When states require proof that homeschooling is actually happening, professional evaluations offer an alternative to standardized testing. A qualified professional—typically a certified teacher or licensed evaluator—reviews your child's portfolio of work samples and often meets with your student for a brief interview. The goal isn't to compare your child to national averages or grade-level expectations. The evaluator is certifying that an "appropriate education is occurring," which means demonstrating growth commensurate with your child's abilities. For many families, this feels less stressful than bubble tests.
Key Takeaways
- Required in states like Pennsylvania, New York, Florida, and Virginia (as an alternative to testing)
- Typically involves portfolio review plus student interview
- Evaluators must meet state-specific qualification requirements
- Costs generally range from $25-75 per student with sibling discounts common
- Often preferred over standardized testing for young children or those with test anxiety
Who Qualifies as an Evaluator
Qualifications vary by state and matter enormously—using an unqualified evaluator could mean your assessment doesn't count. In Pennsylvania, evaluators must be certified teachers with two years of grading experience at the relevant level (elementary or secondary), and they cannot be the homeschooling parent or spouse. Florida requires a Florida-certified teacher with a valid certificate to teach academic subjects. Virginia accepts any person with a valid teaching license from any state or a master's degree in an academic discipline. Before booking, verify your evaluator's credentials meet your state's specific requirements.

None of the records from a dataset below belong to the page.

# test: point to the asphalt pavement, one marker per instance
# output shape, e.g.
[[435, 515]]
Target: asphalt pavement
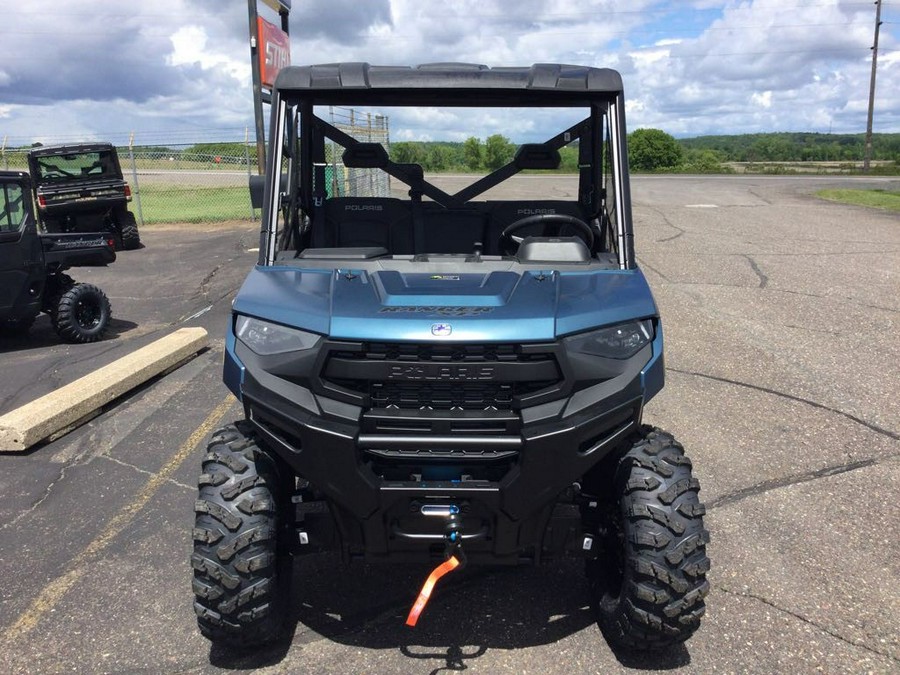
[[781, 319]]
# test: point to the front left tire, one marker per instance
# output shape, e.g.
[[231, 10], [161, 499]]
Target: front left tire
[[81, 314], [242, 568]]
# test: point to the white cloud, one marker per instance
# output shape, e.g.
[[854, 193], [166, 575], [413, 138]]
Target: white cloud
[[702, 66]]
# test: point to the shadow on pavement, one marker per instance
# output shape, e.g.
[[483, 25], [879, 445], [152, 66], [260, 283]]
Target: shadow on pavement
[[471, 612]]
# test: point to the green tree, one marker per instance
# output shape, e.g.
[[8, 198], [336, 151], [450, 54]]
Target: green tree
[[652, 149], [438, 158], [408, 152], [473, 154], [498, 150]]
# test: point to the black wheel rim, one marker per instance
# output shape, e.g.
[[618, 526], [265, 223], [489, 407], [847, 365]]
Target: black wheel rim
[[88, 314]]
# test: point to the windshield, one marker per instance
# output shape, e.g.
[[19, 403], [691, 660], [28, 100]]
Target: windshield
[[412, 181], [76, 166]]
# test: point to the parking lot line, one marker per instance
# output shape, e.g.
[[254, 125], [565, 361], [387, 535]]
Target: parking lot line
[[53, 592]]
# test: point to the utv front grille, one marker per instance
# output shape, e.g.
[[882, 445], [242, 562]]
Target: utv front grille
[[472, 377]]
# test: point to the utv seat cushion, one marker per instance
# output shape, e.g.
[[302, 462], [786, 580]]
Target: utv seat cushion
[[352, 222]]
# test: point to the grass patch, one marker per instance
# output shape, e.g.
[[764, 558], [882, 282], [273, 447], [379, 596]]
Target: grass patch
[[876, 199], [194, 204]]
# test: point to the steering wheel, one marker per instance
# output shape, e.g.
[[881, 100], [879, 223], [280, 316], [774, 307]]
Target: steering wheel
[[552, 223]]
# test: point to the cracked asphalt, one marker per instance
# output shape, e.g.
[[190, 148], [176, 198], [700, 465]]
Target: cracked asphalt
[[781, 318]]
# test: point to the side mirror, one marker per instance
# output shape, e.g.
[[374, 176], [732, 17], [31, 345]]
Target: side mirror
[[537, 156], [365, 156]]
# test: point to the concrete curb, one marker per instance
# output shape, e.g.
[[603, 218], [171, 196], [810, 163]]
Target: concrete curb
[[78, 401]]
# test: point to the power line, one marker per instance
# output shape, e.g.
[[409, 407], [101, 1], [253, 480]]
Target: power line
[[871, 115]]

What to Include in Your Portfolio
What to Include in Your Portfolio
- Work samples across all subjects
Include pieces from beginning, middle, and end of year to show growth
- Educational activity log
Dated record of what you taught and when
- Reading list
Titles of books read during the year
- Tests or graded assignments
Representative samples, not everything
- Photos of hands-on projects
Science experiments, art, building projects
Finding an Evaluator
Start with personal recommendations from other homeschool families—they'll know who understands homeschooling philosophies and who approaches evaluations punitively. State homeschool organizations maintain evaluator directories: CHAP covers Pennsylvania, FPEA serves Florida, and VaHomeschoolers lists Virginia options. Local homeschool co-ops and support groups often share evaluator recommendations in newsletters or Facebook groups. Interview potential evaluators early in the school year rather than scrambling in spring.
Typical Costs
Expect to pay $25-75 per child for a standard evaluation, with most falling in the $40-55 range. Many evaluators offer sibling discounts of 25% or $20-25 off additional children. In-person evaluations with extensive portfolios may cost more. Virtual evaluations became common during COVID and often cost $40-50. Friends or family members who meet your state's qualification requirements can sometimes evaluate for free, though experienced homeschool evaluators often bring valuable perspective and know what districts expect to see.
The Bottom Line
Professional evaluations exist to satisfy state compliance requirements while respecting the diversity of homeschool approaches. Unlike standardized tests that measure against national norms, evaluations focus on individual progress and whether genuine learning is happening. For children who are poor test-takers, very young, or have learning differences that affect standardized test performance, evaluations often provide a more accurate picture of their educational growth. Choose an evaluator who understands homeschooling, prepare your portfolio throughout the year rather than frantically in spring, and approach the process as documentation of what you're already accomplishing.